Wednesday, Thursdays and Fridays we analyse our rival through their previous games. We complete the report when the rival has already played their last match -and before they play with us (Saturday or Sunday).
Monday and Tuesday we go back on what we have analysed in case there are any last-minute changes, such as a sanction.
3 How important is the analysis for your team?
Knowing your rival, their virtues and weaknesses allows you to adapt certain parameters in your playing style -so you can fight and neutralize your opponent.
4 What are the most important things to keep in mind when analysing a team?
First, detecting their playing style, either if it's direct or combinative. Second, what are the reference players that display such a style -for instance, in a direct match, if the forward receives the ball or, in a combinative style, who is the midfielder who passes the ball. These would be some aspects, but they are all important, even set pieces.
5 More often than not, set pieces are determinant for results, what would you say is key to succeed in set pieces?
As you can see in this World Cup, many goals were scored with set pieces, completely changing the course of the match.
There are many things we must take into consideration when analysing set pieces, such as the shooter, the shoot it self, goal kicks…
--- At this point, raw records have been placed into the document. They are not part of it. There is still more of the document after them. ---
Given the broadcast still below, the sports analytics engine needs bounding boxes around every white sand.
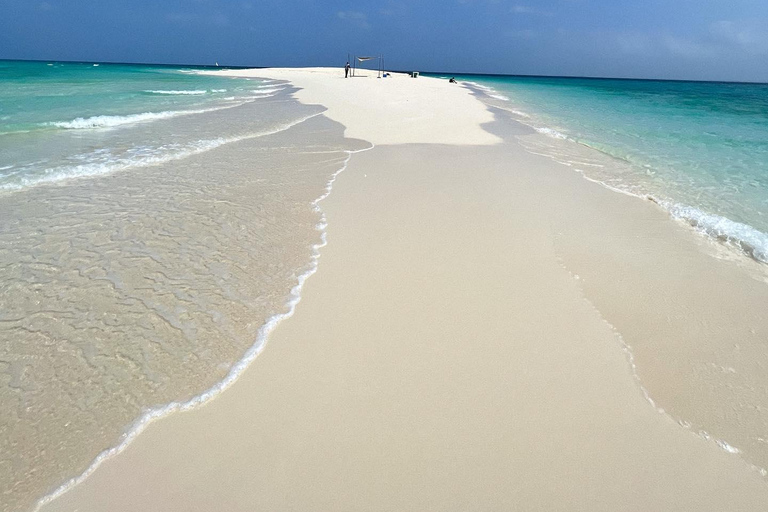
[207,68,499,145]
[39,70,768,512]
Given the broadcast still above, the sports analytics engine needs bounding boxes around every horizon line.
[0,58,768,85]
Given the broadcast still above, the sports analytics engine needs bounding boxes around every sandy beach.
[33,68,768,512]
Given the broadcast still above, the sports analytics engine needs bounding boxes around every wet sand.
[37,70,768,511]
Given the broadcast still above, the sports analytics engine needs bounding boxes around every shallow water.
[0,66,366,510]
[440,75,768,262]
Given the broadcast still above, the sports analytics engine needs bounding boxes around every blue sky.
[0,0,768,81]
6 What would you say is the current state of the female football in Spain? Is there still room for improvement?
Numbers are very positive because now we have a strong sponsor in the female league. Plus, matches are being live-broadcasted.
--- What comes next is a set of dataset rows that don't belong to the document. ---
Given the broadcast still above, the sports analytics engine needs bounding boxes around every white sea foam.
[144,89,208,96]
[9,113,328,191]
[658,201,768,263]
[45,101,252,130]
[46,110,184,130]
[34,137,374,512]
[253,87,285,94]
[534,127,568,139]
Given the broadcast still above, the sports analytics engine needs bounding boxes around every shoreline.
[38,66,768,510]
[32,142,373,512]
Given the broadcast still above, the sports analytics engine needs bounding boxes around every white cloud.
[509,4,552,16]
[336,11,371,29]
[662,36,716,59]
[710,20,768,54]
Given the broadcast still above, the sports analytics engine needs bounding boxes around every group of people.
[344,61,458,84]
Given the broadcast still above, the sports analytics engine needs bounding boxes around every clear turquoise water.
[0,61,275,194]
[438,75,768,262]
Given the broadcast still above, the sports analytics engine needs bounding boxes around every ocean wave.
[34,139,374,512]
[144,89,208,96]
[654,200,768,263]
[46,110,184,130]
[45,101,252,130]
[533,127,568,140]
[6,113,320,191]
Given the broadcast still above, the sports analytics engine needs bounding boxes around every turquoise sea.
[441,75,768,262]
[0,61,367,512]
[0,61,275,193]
The room for improvement is very ample, because we have more and more resources and we are in the process of getting rid of prejudices that hurt this sport in the past.
7 Do you think that the role of the Analyst is given enough credit within the technical team? Is there still room for improvement?
Technical teams are getting more and more specialzed, and their structures are more fragmented. That's why you have the Analyst, these roles are completely centred on making reports for the technical teams.
These analyst have become so relevant that, in many clubs, you not only find one analyst, but the analyst for the rival, the analyst for the team, the analyst for the training sessions... Our job is becoming more and more important.
8 What do you like the most about LongMatch?
I'd say it's a very practical tool, easy to understand. At the same time, it's very useful to optimise players performance through analyses.
LongoMatch is a must-have tool that allows you to get detailed information about the rival team so the players adapt their style and be ready to play the next match.